Project Summary/Abstract Individuals with a supernumerary X chromosome such as those with Klinefelter syndrome (XXY) or Triple X syndrome (XXX) often have congenital abnormalities that include reduced neurological function. The presence of extra copies of the X chromosome results in extra copies of genes that escape X inactivation. Thus, abnormally high dosage of escape genes is an attractive target for the causation of phenotypes seen in common supernumerary X syndromes. KDM5C, one of the genes that escapes X inactivation, represents a particularly attractive candidate because it is a dosage-sensitive master regulator important for promoter and enhancer regulation and neurological function. Indeed, patients with deletion or duplication of the gene have intellectual disability. To address the role of Kdm5c over expression we will employ a unique mouse model with skewed X inactivation and precise over expression of Kdm5c due to insertion of one extra copy of the gene. Other animal models of Klinefelter or Triple X syndromes have been reported, however it is impossible to determine the effects of increased dosage of a particular escape gene in such models since the entire cohort of escape genes is overexpressed. It is probable that neurological phenotypes observed in supernumerary X syndromes stem from developmental defects during embryogenesis. Thus, to determine the effects of Kdm5c over expression on the pathways critical for neurogenesis we use a novel mouse model which specifically over expresses Kdm5c and monitor in vivo genetic and epigenetic changes genome-wide during neural development at critical time points associated with neurogenesis in the embryo. Gene expression changes and epigenetic changes will be integrated to identify and map genes and controlling elements affected by over expression of Kdm5c. Our goals are to determine whether gene expression and epigenetic modifications are dysregulated during neurodevelopment in embryos where Kdm5c is over expressed. Our comprehensive in vivo approaches will provide new insights in understanding the role of escape gene dosage in relevant neurological phenotypes manifested in common X chromosome aneuploidy syndromes.
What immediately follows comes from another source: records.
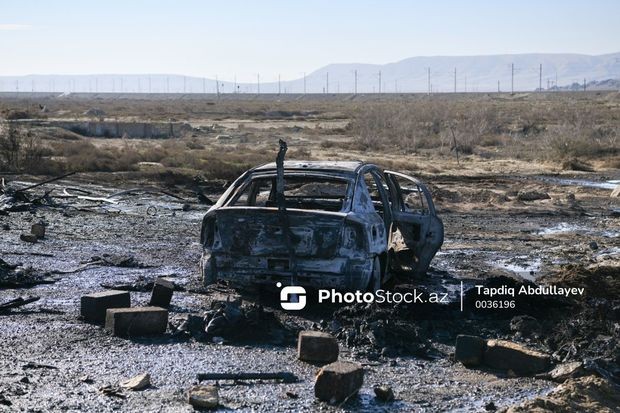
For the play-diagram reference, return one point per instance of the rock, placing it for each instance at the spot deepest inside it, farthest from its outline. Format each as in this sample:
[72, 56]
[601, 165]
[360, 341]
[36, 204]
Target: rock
[524, 195]
[203, 397]
[94, 306]
[338, 381]
[38, 230]
[139, 382]
[162, 293]
[384, 393]
[317, 347]
[139, 321]
[525, 324]
[584, 394]
[490, 407]
[28, 238]
[506, 355]
[565, 371]
[469, 350]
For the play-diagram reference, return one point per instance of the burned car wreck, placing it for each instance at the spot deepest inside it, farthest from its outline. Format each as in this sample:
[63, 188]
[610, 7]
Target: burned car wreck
[346, 225]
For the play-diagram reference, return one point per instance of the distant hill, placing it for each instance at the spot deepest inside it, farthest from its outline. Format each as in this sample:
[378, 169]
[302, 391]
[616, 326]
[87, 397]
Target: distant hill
[473, 74]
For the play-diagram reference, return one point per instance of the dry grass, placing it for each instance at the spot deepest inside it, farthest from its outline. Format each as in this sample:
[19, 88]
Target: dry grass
[570, 129]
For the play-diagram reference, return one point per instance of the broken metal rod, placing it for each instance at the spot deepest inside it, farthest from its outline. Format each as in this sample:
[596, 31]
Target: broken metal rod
[287, 233]
[285, 376]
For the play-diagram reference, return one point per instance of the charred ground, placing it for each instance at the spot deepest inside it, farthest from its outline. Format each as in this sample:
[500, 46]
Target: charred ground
[515, 209]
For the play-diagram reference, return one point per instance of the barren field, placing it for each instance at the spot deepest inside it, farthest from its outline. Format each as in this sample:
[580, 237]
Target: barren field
[523, 184]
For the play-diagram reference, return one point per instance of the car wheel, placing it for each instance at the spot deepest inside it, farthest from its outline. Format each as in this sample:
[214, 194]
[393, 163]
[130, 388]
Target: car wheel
[374, 283]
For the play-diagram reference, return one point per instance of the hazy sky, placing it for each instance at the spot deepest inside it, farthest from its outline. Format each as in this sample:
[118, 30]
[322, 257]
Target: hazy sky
[228, 37]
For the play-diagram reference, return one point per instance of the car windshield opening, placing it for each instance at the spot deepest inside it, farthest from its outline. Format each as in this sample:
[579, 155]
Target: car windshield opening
[301, 192]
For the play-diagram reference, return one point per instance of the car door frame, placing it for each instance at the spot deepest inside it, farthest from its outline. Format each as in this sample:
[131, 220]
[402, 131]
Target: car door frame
[431, 227]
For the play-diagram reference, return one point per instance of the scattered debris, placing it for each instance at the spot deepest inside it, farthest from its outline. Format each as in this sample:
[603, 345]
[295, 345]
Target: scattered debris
[31, 238]
[33, 365]
[469, 350]
[203, 397]
[14, 276]
[315, 346]
[162, 293]
[283, 376]
[506, 355]
[138, 321]
[337, 382]
[38, 229]
[532, 195]
[525, 325]
[94, 306]
[18, 302]
[138, 382]
[565, 371]
[499, 354]
[112, 391]
[384, 393]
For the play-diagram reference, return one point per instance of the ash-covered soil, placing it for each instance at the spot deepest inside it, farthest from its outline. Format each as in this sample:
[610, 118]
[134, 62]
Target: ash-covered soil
[53, 361]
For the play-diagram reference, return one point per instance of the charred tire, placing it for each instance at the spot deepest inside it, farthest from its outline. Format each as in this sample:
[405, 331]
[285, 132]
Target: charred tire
[374, 283]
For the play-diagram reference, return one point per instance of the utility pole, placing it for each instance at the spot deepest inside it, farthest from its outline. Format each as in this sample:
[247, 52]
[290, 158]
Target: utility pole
[540, 78]
[327, 82]
[429, 80]
[455, 80]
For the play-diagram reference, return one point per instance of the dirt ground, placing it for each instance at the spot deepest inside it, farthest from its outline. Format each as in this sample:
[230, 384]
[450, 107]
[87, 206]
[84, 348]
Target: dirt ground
[53, 361]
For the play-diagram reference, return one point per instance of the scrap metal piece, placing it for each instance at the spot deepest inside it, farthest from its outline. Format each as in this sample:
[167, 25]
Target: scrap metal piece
[285, 376]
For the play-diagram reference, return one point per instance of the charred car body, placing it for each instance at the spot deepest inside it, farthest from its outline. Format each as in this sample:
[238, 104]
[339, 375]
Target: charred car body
[350, 224]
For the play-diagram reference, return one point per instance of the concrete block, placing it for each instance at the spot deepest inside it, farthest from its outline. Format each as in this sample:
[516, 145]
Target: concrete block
[38, 230]
[506, 355]
[317, 347]
[137, 321]
[338, 381]
[94, 306]
[469, 349]
[162, 293]
[203, 397]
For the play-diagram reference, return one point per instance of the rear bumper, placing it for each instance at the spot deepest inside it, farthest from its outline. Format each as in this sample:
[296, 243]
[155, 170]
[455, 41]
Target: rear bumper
[339, 272]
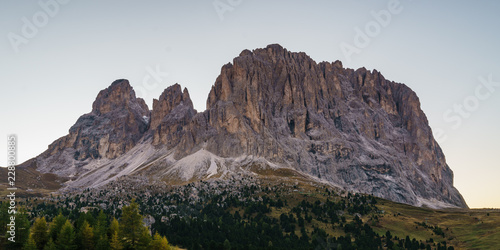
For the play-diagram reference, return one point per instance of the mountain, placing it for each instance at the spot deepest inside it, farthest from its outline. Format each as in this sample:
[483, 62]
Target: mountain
[270, 111]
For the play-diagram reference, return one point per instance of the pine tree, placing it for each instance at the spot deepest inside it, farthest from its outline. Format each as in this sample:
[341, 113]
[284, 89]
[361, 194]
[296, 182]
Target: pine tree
[159, 243]
[39, 232]
[114, 227]
[86, 236]
[50, 245]
[227, 245]
[144, 239]
[66, 238]
[101, 225]
[102, 243]
[115, 243]
[30, 244]
[22, 230]
[131, 226]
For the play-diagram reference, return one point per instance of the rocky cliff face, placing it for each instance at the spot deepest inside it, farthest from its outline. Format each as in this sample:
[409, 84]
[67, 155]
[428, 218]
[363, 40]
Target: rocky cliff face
[351, 128]
[117, 122]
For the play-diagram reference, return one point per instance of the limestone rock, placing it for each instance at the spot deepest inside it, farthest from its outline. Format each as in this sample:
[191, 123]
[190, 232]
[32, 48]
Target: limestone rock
[117, 122]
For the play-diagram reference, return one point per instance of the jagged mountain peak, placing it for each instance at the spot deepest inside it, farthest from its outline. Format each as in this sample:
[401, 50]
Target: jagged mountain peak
[269, 108]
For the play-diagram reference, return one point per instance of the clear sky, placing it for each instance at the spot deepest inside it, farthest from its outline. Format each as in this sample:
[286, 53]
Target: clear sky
[55, 56]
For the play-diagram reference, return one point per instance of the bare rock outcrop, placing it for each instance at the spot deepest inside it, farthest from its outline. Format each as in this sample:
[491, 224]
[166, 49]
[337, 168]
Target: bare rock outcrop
[170, 115]
[351, 128]
[117, 122]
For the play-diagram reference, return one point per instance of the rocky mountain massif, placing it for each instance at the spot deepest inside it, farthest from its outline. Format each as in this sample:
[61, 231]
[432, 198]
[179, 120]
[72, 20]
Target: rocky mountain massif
[270, 110]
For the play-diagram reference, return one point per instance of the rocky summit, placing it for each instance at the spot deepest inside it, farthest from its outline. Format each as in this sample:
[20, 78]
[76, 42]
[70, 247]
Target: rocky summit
[269, 110]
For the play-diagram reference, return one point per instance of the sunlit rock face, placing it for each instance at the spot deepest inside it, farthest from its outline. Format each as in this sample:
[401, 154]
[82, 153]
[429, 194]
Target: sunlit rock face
[351, 128]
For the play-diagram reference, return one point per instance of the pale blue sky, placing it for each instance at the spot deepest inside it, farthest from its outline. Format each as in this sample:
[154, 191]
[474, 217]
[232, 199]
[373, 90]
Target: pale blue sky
[439, 49]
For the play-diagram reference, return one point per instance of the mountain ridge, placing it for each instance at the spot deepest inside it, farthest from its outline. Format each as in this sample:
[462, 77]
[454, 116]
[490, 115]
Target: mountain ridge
[350, 128]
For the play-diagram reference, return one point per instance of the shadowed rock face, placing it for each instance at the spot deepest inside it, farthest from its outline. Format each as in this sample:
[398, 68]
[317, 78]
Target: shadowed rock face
[171, 113]
[351, 128]
[117, 122]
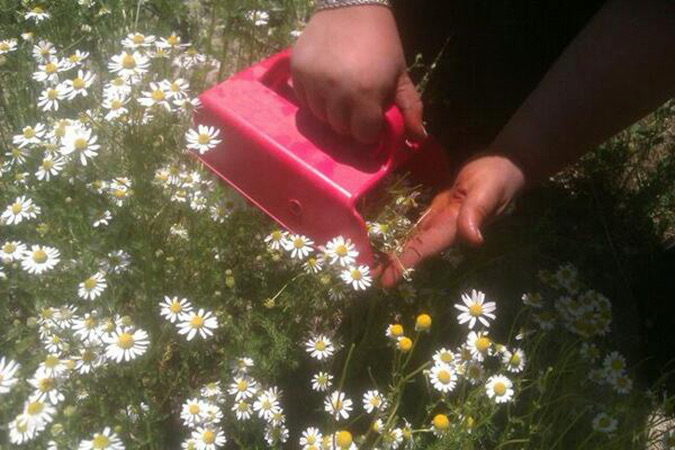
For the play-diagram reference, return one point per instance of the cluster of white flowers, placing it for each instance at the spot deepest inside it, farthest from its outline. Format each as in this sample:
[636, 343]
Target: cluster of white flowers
[72, 344]
[338, 255]
[189, 322]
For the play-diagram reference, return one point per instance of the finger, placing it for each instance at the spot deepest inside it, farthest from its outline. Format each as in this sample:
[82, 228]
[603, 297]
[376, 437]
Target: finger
[478, 206]
[432, 236]
[409, 102]
[316, 104]
[366, 122]
[337, 113]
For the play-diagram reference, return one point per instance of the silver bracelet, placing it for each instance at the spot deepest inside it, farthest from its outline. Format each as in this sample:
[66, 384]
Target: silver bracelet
[334, 4]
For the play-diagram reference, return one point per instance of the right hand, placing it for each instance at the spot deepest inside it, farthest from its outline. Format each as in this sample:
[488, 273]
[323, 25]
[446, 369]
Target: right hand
[348, 67]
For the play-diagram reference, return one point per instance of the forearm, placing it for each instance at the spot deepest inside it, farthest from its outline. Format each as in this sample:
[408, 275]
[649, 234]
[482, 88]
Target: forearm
[619, 68]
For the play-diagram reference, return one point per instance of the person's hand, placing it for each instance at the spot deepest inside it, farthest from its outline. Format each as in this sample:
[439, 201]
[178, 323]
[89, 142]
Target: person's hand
[484, 187]
[348, 66]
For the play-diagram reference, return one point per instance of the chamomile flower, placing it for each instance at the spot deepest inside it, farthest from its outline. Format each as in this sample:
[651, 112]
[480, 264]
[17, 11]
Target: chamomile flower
[443, 378]
[298, 246]
[193, 412]
[173, 307]
[37, 14]
[105, 440]
[203, 139]
[475, 309]
[101, 219]
[320, 347]
[243, 387]
[266, 406]
[201, 322]
[79, 84]
[126, 344]
[311, 439]
[444, 356]
[137, 40]
[479, 344]
[49, 98]
[514, 361]
[80, 141]
[12, 251]
[49, 167]
[276, 239]
[242, 410]
[40, 259]
[8, 379]
[604, 423]
[29, 136]
[322, 381]
[341, 251]
[373, 400]
[357, 277]
[92, 287]
[7, 45]
[129, 65]
[338, 405]
[155, 97]
[499, 388]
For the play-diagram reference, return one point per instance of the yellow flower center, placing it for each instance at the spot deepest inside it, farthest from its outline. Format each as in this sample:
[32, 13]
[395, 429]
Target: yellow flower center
[476, 310]
[90, 284]
[128, 61]
[343, 439]
[204, 139]
[80, 144]
[197, 322]
[441, 422]
[499, 388]
[404, 344]
[395, 330]
[209, 437]
[157, 95]
[51, 361]
[40, 256]
[100, 442]
[125, 341]
[423, 322]
[482, 344]
[46, 384]
[35, 408]
[444, 376]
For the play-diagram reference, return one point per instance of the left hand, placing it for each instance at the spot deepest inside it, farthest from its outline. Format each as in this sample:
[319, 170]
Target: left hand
[483, 189]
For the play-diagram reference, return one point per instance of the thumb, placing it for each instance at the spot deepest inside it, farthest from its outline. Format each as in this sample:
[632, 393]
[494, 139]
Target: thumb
[476, 209]
[409, 102]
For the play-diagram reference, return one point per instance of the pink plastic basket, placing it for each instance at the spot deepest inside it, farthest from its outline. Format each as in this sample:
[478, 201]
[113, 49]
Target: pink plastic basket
[304, 176]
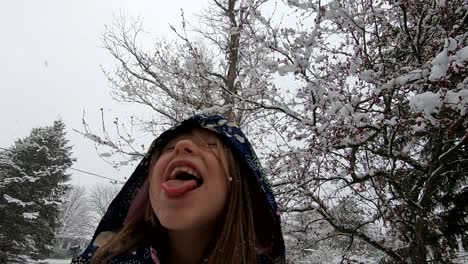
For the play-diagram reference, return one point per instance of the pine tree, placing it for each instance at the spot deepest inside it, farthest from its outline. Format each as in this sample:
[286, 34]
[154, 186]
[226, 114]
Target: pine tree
[32, 183]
项目总结/摘要 具有额外X染色体的个体，如Klinefelter综合征（XXY）或三重X 综合征（XXX）通常具有先天性异常，包括神经功能降低。存在 X染色体的额外拷贝导致逃避X失活的基因的额外拷贝。因此， 高剂量的逃逸基因是一个有吸引力的目标的原因表型常见的 多余X综合征KDM 5C是逃避X失活的基因之一，代表了一个特别重要的基因。 有吸引力的候选物，因为它是对启动子和增强子重要的剂量敏感的主调节剂 调节和神经功能。事实上，该基因缺失或重复的患者具有智力缺陷， 残疾。 为了解决Kdm 5c过度表达的作用，我们将采用一种具有偏斜X失活的独特小鼠模型 以及由于插入了一个额外拷贝的基因而导致的Kdm 5c的精确过表达。其他动物模型 Klinefelter综合征或三X综合征已有报道，但不可能确定 在这样的模型中增加特定逃逸基因的剂量，因为整个逃逸基因组是 过度表达 在额外X综合征中观察到的神经系统表型可能源于发育 胚胎发育过程中的缺陷。因此，为了确定Kdm 5c过表达对关键通路的影响， 对于神经发生，我们使用一种新的小鼠模型，其特异性过表达Kdm 5c并在体内监测 在神经发育过程中的关键时间点， 胚胎中的神经发生基因表达变化和表观遗传变化将被整合，以识别和 定位受Kdm 5c过表达影响的基因和控制元件。 我们的目标是确定基因表达和表观遗传修饰是否失调， 在Kdm 5c过度表达的胚胎中的神经发育。我们全面的体内方法将 为理解逃逸基因剂量在相关神经表型中的作用提供了新的见解 表现为常见的X染色体非整倍体综合征。